After a lot of scrolling, I found 3 potential businesses that fit what I was looking for.

  1. 🤓 A bookkeeping business
  2. 📕 A book wholesale company
  3. 🧰 A pump installation and repair company

I looked at all 3 in depth. One of these I rejected right away. The other I am actively pursuing and we have another meeting next week. On the third, we had a meeting and I very quickly made an offer.

Biz 1 - Bookkeeping - Offers Invited £245k turnover

✅ The Good

  • Diverse mix of clients
  • Well established
  • Good profit margin on turnover.

❌ The Ugly

  • Very high multiple - no contracts
  • Not a limited company
  • Owner-operated
  • Competitive market with low barrier to entry

Did that put me off because I said nothing owner-operated? Well, when I dug a bit deeper I found that the owner had 2 full-time team members that had been with the business for 10 years. They were more than capable of taking over from the owner and running the enterprise.

With this in mind, I made an offer. The offer was a little conservative because despite how much I liked certain parts of the business there remained:

  • uncertainty about if one of the team members could actually take over and be competent in an MD role
  • how much time I would have to put in to facilitate that transition
  • the owner had been running this as a sole trader and not as a limited company which made it harder to value and meant payroll etc was in a bit of a mess
  • On top of this 7 staff members all doing various hours and days- complex!

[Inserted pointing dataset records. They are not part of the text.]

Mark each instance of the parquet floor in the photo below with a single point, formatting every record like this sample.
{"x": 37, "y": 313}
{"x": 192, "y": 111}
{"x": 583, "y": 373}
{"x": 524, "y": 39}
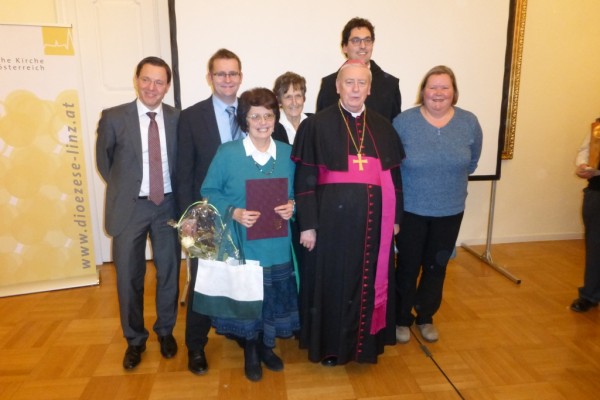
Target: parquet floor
{"x": 498, "y": 340}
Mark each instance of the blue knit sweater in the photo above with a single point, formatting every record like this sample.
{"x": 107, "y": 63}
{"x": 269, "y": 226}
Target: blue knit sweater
{"x": 438, "y": 161}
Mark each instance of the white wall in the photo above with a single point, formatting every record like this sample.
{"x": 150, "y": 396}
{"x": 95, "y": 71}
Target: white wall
{"x": 538, "y": 197}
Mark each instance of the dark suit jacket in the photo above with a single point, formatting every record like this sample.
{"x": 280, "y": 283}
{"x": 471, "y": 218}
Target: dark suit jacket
{"x": 119, "y": 159}
{"x": 384, "y": 98}
{"x": 198, "y": 142}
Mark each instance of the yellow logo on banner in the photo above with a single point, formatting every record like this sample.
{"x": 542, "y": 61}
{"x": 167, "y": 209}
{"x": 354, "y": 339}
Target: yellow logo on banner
{"x": 57, "y": 41}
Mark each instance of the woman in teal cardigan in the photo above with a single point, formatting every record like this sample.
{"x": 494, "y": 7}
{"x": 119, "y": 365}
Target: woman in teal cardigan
{"x": 258, "y": 157}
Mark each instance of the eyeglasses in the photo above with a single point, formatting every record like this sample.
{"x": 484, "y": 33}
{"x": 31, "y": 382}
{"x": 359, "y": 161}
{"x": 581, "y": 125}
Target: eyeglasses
{"x": 223, "y": 75}
{"x": 268, "y": 117}
{"x": 148, "y": 82}
{"x": 357, "y": 41}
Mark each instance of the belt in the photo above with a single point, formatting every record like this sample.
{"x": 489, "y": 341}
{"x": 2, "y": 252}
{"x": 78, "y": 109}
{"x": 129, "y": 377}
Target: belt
{"x": 146, "y": 197}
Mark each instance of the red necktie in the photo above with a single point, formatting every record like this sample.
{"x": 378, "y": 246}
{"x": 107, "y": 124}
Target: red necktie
{"x": 157, "y": 193}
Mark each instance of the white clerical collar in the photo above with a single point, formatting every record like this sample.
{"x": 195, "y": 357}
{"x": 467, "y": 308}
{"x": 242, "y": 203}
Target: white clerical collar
{"x": 353, "y": 113}
{"x": 260, "y": 157}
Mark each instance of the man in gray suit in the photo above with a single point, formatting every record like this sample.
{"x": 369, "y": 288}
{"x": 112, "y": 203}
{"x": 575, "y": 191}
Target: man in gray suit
{"x": 202, "y": 128}
{"x": 134, "y": 209}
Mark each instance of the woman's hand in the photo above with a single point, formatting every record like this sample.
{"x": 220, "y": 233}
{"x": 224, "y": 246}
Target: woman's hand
{"x": 308, "y": 239}
{"x": 285, "y": 211}
{"x": 245, "y": 217}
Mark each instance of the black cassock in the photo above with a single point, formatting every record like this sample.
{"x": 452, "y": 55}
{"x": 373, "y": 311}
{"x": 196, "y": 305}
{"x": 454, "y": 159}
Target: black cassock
{"x": 337, "y": 277}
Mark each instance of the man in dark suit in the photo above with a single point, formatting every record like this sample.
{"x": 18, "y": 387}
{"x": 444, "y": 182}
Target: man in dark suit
{"x": 136, "y": 151}
{"x": 358, "y": 39}
{"x": 202, "y": 128}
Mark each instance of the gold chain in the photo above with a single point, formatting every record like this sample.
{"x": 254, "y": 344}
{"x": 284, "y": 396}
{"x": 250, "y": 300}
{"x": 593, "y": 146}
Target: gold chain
{"x": 362, "y": 139}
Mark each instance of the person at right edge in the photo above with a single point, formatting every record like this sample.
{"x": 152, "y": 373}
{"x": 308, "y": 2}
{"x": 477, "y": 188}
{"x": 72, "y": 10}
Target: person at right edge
{"x": 442, "y": 143}
{"x": 358, "y": 40}
{"x": 589, "y": 293}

Lots to sort out but for the right price, this could have been a great acquisition. Unfortunately, the offer was rejected by the owner and they went with a higher offer. I could have upped my offer but given all the work involved that wasn’t something I wanted to do on this occasion.


Biz 2 - Bookseller to Schools- Offers Invited £1.6m turnover


✅ The Good

  • Crazy boring. Schools say we want 1000 copies of X book - get us the best deal. Publishers say we want to sell X new books to schools so please sell as many as you can.
  • 2 FT staff that run the entire business. 1 could take over and become the MD.
  • 2 directors drawing 2 salaries. Could use 1 of these salaries to hire another account manager to find new business.Would be an easy takeover and wouldn’t require getting involved too much in day-to-day running.
  • They also pay for a warehouse but more and more books now go direct to schools (the pandemic made this change) so that could be a BIG saving if can reduce warehouse size.
  • Could share resources with PP - it's a good fit.


❌ The Ugly

  • Didn't click well with the owners. That can be a big issue due when it comes to transitions.
  • Very far away from me.
  • Some of the major publishers like Pearson do this directly. They have huge budgets. Some of these companies turnover billions. Big concern and why I didn't make an offer.


Biz 3 - turnover 1.6m


✅ The Good

  • Almost no competition in 20/30 mile radius. High barrier to entry as they have trained all staff themselves (no training you can go and do). The only local competitor is a one-man band.
  • They own all warehousing and other servicing items outright with no debt.
  • The original co-owner was not from this industry originally, he came from a sales background.
  • A senior manager who has been with the company for 16 years who could take on the MD role


❌ The Ugly

  • Biggest learning curve.
  • One director retired but other who remains working here still quotes for jobs.
  • And can’t hide from the fact its a dirty business but when people need it they need it (will reveal more as this progresses)

The Summary

Business number three has a lot going for it and I like the minimal competition and high barrier to entry. There is a large learning curve BUT I have learnt new businesses before. With the right handover and getting the owner's knowledge down into an online knowledge base along with SOP's, that risk can be removed.